Pelan-pelan ia mengatur degupannya, sembari menyimak pembicaraan antara Ayahnya bersama Yusuf teman Ayahnya itu. Mereka tampak asyik saling mengobrol. Senyuman mereka tampak menghangatkan suasana. Seperti teman lama yang tanpa Ayesha mengetahuinya. Karena sebelumnya pun Ayahnya tak pernah bercerita memiliki teman akrab seperti Ayahnya Hazmi.
"Oh ya, Ayesha, Thalia, Om Yusuf ini adalah teman baik Ayah. Teman sejak dulu, sewaktu Ayah masih kecil.

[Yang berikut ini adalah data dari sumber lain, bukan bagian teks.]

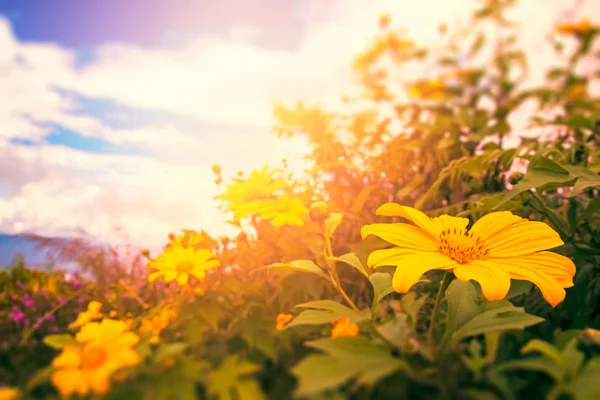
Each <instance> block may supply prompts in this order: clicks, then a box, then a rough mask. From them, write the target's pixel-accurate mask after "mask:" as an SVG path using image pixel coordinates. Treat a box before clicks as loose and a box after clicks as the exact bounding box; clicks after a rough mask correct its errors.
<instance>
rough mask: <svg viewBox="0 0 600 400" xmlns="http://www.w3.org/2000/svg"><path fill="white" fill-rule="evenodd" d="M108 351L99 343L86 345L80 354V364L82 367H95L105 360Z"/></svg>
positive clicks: (88, 367)
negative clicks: (80, 363) (100, 345)
mask: <svg viewBox="0 0 600 400" xmlns="http://www.w3.org/2000/svg"><path fill="white" fill-rule="evenodd" d="M107 358H108V352H107V351H106V349H105V348H104V347H102V346H99V345H88V346H86V347H85V348H84V349H83V353H82V354H81V365H82V366H83V368H84V369H95V368H98V367H100V366H101V365H102V364H104V363H105V362H106V360H107Z"/></svg>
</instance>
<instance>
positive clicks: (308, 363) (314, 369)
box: [293, 355, 359, 396]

Om Yusuf punya dua putra, yang pertama Rafli, dan yang kedua ini Hazmi." Akhirnya Erlan menjelaskan siapa mereka.
Kedua mata Ayesha menatap keberadaan Hazmi dan Rafli yang saling tersenyum ke arahnya. Entah mengapa detakan yang Ayesha rasakan makin berirama. Dengan tenang ia menunggu kalimat yang akan sang Ayah lontarkan lagi. Sementara Thalia, ia tetap diam dengan tenang menunggu pembicaraan dua keluarga ini.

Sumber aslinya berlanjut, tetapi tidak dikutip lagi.